İstanbul’un Anadolu Yakası’nda yoğunlaşan seçim faaliyetlerine Sultanbeyli’de gerçekleşen seçim bürosunun açılış etkinliği eklendi. 8 Mart Dünya Emekçi Kadınlar Günü gündemli olarak yapılan etkinlikle beraber gerçekleştirilen seçim bürosu açılışına İstanbul Büyükşehir Bağımsız Sosyalist Belediye Başkan adayı Melek Altıntaş katıldı.

Etkinliğin düzenleniş amacının anlatılması ve şiir dinletisiyle başlayan etkinliğin serbest kürsü bölümünde ilk sözü Melek Altıntaş aldı. İçinden geçilen kriz, seçim ve 8 Mart süreçlerine değinerek mücadele çağrısı yaptı. Daha sonra soru cevap biçiminde tartışmalar sürdürüldü. Son olarak seçim bürosunun işçi sınıfının mücadelesini geliştirmek için kullanılacağı söylenerek mücadeleyi büyütmeye çağrısı ile etkinlik bitirildi.

Kızıl Bayrak / Ümraniye

Yerel seçimler: Ne yapmalı?

Yüksel Akkaya

Yerel seçimler, kentlerin sorunlarının, kentsel çelişkilerin, sınıf mücadelesinin de daha net olarak gösterileceği olanaklar sunmaktadır. Bu nedenle, devrimciler, sosyalistler bu süreci bir politikleştirme süreci olarak değerlendirebilecekleri gibi, kentlerde yaşayanları toplumsal muhalefetin, mücadelenin ayrılmaz bir parçasına da dönüştürebilir. Zira, kentte yaşayanlara hizmet vermek için görevlendirilmiş olan yerel yönetim örgütleri, kentsel yaşam koşullarının iyileştirilip geliştirilmesi kadar toplumsal değişme ve gelişme sürecinde de önemli olanaklara ve rollere sahip bulunmaktadır. Ne var ki yerel yönetimler bu olanakları iyi değerlendirip, rollerini gereğince yerine getirmemenin ötesinde sermaye için bir “hizmetçi belediye” kimliğine bürünmekte de sakınca görmemiştir. Bu “hizmetçi belediye” emekçilere ve kent yoksullarına yönelik olmadığı için de, kentsel altyapı hizmetleri sadece elektrik, kanalizasyon, ulaşım gibi alanlarla sınırlı tutulmuş, eğitim, kültür ve benzeri gereksinimleri de kapsayan altyapıya yönelik hizmetlerden kaçınılmıştır. Oysa, emekçiler ve kent yoksulları için eğitim, sağlık, kültür olanaklarına erişilebilirlik ve ulaşılabilirlik de önemlidir.

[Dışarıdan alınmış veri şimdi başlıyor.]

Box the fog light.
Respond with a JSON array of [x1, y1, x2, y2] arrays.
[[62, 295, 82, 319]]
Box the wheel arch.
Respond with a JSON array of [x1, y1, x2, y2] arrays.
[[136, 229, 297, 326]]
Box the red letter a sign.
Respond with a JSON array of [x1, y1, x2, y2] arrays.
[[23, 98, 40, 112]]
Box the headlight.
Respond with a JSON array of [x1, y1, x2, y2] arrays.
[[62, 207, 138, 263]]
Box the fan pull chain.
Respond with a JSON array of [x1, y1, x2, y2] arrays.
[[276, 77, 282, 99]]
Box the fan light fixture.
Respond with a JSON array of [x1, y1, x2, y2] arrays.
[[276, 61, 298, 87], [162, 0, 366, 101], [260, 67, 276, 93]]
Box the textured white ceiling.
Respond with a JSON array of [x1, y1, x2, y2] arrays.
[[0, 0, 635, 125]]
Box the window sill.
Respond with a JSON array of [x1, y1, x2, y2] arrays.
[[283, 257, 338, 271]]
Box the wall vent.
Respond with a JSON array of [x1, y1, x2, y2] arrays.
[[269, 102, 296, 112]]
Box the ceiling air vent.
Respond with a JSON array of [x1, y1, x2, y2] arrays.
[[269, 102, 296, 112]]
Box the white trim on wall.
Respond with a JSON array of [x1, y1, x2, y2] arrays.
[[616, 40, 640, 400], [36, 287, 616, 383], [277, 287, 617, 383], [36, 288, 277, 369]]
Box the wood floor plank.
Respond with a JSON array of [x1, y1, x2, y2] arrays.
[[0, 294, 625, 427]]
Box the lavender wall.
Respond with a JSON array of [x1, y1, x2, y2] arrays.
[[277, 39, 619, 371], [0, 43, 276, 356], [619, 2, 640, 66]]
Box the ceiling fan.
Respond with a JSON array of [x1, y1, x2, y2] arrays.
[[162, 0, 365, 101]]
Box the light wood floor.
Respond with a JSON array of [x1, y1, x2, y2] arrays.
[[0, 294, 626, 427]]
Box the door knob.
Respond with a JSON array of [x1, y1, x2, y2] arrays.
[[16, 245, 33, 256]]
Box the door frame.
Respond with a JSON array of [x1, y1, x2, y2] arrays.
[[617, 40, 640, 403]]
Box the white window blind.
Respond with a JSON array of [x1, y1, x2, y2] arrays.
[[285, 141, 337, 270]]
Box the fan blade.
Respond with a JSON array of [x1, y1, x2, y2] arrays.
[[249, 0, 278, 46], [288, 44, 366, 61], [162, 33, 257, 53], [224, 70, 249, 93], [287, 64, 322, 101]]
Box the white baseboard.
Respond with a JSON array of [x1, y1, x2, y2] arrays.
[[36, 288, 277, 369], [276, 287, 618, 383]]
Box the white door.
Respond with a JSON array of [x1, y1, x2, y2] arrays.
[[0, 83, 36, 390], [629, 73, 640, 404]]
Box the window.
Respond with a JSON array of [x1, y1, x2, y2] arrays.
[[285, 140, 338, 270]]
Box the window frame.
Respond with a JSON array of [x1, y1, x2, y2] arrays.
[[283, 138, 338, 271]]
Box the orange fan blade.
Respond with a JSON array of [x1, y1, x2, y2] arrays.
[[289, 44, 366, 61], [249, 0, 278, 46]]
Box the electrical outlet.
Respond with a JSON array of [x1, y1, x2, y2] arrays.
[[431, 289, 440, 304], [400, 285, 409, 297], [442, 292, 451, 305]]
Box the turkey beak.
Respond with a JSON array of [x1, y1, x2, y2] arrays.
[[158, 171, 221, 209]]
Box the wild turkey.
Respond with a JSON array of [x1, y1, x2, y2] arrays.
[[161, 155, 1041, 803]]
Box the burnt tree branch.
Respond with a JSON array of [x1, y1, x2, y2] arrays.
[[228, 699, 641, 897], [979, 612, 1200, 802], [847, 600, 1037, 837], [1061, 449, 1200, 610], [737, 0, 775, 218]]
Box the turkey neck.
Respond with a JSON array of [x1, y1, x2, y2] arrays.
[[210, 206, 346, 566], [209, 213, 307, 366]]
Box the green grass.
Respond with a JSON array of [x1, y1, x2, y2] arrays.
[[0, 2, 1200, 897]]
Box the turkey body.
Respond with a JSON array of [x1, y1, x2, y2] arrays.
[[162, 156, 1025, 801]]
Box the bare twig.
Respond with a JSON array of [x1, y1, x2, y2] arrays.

Yerel seçimlerde stratejik kentsel mal ve hizmetlerin üretiminde temel amaç, emekçiler ile kent yoksullarının çıkarlarını gözetmek için belediyelerin altyapı yatırımlarının ağırlıklı olarak emekçilerin ve kent yoksullarının yaşadıkları yerlere kaydırması talep edilmeli; örneğin ulaşımda oluşan haksız kârların ortadan kaldırılması için toplu kamu taşımacılığının geliştirilmesi için önemli faaliyetlerde bulunulmalıdır.

Beslenmede un, ekmek ve diğer temel besin maddelerinin üretim ve dağıtımının özel sektörün elinden alınıp kamulaştırılması talep edilmelidir. Emeğin kendini yeniden üretmesinin gereklerinden biri olan barınma, salt nicel boyutu olan konut sorunu olarak değerlendirilmemelidir. Konutun barınmayı karşılayan bir araç olma niteliği ücret düzeyinin belirlenmesinde ve ücret taleplerinin baskı altına alınmasında etkin olmaktadır. Sorun, herkesin ev sahibi olarak görülmemeli, TOKİ ve benzeri politikalar sağlıklı bir eleştiriye tabi tutulmalıdır. Bu “modern gecekondular olan TOKİ”lerin yaşam hakkı ve barınma hakkı açısından sağlıksız, beton yığını özellikleri gözler önüne serilerek, reddedilmelidir. Zira, “modern gecekondular olan TOKİ”ler aracılığıyla emekçiler ve kent yoksulları mekansal hareketliliğini yitirerek düşük ücretlere razı olmaya zorlanmaktadır. Devasa kâr alanlarına dönen ulaşım maliyetlerinin de artması bu arada ikinci olumsuz etkiyi devreye sokmaktadır: Bir yandan emek hareketliliği ortadan kaldırılarak düşük ücrete tabi kılınmakta, diğer yandan barınma yerinden işyerine ulaşabilmek için yüksek ulaşım maliyetleri ile karşılaşılmasına yol açılmaktadır. Burada talep edilmesi gereken, düşük ücretli kiralık konutlar olmalıdır.

Kuşkusuz bütün bunları, bu düzenin yerine getiremeyeceğini göstermek için yapmak gerekmektedir. Tersi bir yaklaşım kapitalist sistem ve onun yerel yönetimlerinin bu sorunları halledebileceği yanılsamasını yaratır ki, bu en son yapılması gereken şeydir.